Rachel laughed. He really was the most preposterous man. She would have a lot to talk to Rosalie about in the morning. Rosalie would surely be jealous that she had not seen this character for herself and hadn’t been there to give him a dressing-down, something she was quite good at.
“Sir,” Rachel said. “I will have to ask you to leave.”
“You know what it’s like to want more than you have. I can see it in you.” When she gave something away in her expression, Melbye nodded, pleased with himself. He theorized that an artist knew more about people in an instant than most people learned in a lifetime. “I can see it. And yet you tie him here, as you were tied here when you were young.”
Rachel turned to him then. He was a canny fellow, smarter than his friendly demeanor would have caused one to think. He thought he knew her, but he knew nothing. Could he imagine that she had stood on the Reverend’s doorstep in the pouring rain and screamed for him to open the door until her lungs nearly burst? She removed her apron and folded it neatly.

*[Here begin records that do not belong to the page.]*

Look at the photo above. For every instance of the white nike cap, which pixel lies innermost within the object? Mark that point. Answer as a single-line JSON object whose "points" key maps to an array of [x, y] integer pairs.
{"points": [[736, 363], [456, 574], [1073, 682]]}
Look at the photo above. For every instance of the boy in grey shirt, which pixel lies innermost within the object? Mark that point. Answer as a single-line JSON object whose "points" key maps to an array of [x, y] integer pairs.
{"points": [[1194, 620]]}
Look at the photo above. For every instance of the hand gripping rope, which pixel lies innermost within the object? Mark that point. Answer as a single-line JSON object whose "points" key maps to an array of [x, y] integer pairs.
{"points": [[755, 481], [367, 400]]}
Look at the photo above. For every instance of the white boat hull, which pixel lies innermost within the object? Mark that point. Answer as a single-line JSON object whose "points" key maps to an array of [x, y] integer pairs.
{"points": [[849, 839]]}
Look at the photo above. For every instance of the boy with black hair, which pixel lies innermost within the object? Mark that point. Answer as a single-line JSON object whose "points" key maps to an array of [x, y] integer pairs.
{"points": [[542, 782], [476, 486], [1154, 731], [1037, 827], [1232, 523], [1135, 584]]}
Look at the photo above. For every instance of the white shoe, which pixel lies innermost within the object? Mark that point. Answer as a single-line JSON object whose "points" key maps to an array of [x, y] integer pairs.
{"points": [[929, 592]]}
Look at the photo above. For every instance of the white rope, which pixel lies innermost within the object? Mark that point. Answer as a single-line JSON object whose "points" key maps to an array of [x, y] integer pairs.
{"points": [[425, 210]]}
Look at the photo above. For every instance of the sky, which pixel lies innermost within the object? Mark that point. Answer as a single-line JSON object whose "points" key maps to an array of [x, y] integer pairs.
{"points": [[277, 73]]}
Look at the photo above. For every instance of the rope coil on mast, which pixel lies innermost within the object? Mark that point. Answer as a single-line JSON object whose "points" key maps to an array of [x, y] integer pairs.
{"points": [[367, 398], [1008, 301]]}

“Let me guess,” she said. “Your father pays your expenses.”
“My expenses are small.” He looked embarrassed all the same now that the topic had arisen, so they couldn’t have been as small as all that.
“I won’t do it,” Rachel said. “It will ruin him.”
Melbye disagreed. “It will save him.”
“You were a guest in my house. Now I am asking you to leave. Go to Venezuela. I think you should. Go tonight. You’ll be much better off if you do. I’ve heard you’re called the Red Friend. Well, if you’re any friend at all to my son, you’ll leave him be.”
Melbye’s brow was furrowed as he tried to figure out Madame Pizzarro, who was a puzzle to him. She may have looked mild, the mother of a flock of grown children, her features plain, her dress modest, wearing no jewelry but her gold wedding ring, but she was hardly a simple woman.
“Meaning you’ll do what if he accompanies me?” Melbye asked.
“I won’t do anything,” Rachel said. “It’s the authorities you might need to worry about.”
“SHE’S TALK AND NOTHING more,” Camille told Fritz when he walked his friend back toward the harbor after dinner.
Melbye shook his head. “She’s a force. Like a hurricane.”
“Maybe once. Now she wants everything just so. Everyone must follow the rules, including me. But that’s impossible. Wait for me and I promise, I’ll go with you.”
They shook hands on it, making a vow that they would both be in Caracas soon enough. That night Melbye was in bed with his robber-neighbor’s sister, Jenny Alek, a woman who had been modeling for him and bringing him dinner, often pork cooked with lime juice and pepper and rosemary. There was a rooster next door and it set up a racket in the middle of the night, so Melbye rose from his pallet on the floor. He peered out the door to see the gendarmes heading to his door. He pulled on his white suit, grabbed his boots, then jumped out the window with a few belongings under his arm, leaving Jenny alone in his bed. He didn’t know if Madame Pizzarro had sent them, or if Jenny’s family didn’t care for the nude sketches he’d made of her. Whatever the reason, his time on the island was over. He went directly to the harbor, barefoot, carrying his boots tied together over his shoulder, his easel under his arm. The next boat was to St. Croix, and he got on it. The weather had changed and rain was pouring down. Fritz’s mouth was set. He’d been right about his friend’s mother. She was fierce. A force he did not wish to encounter again.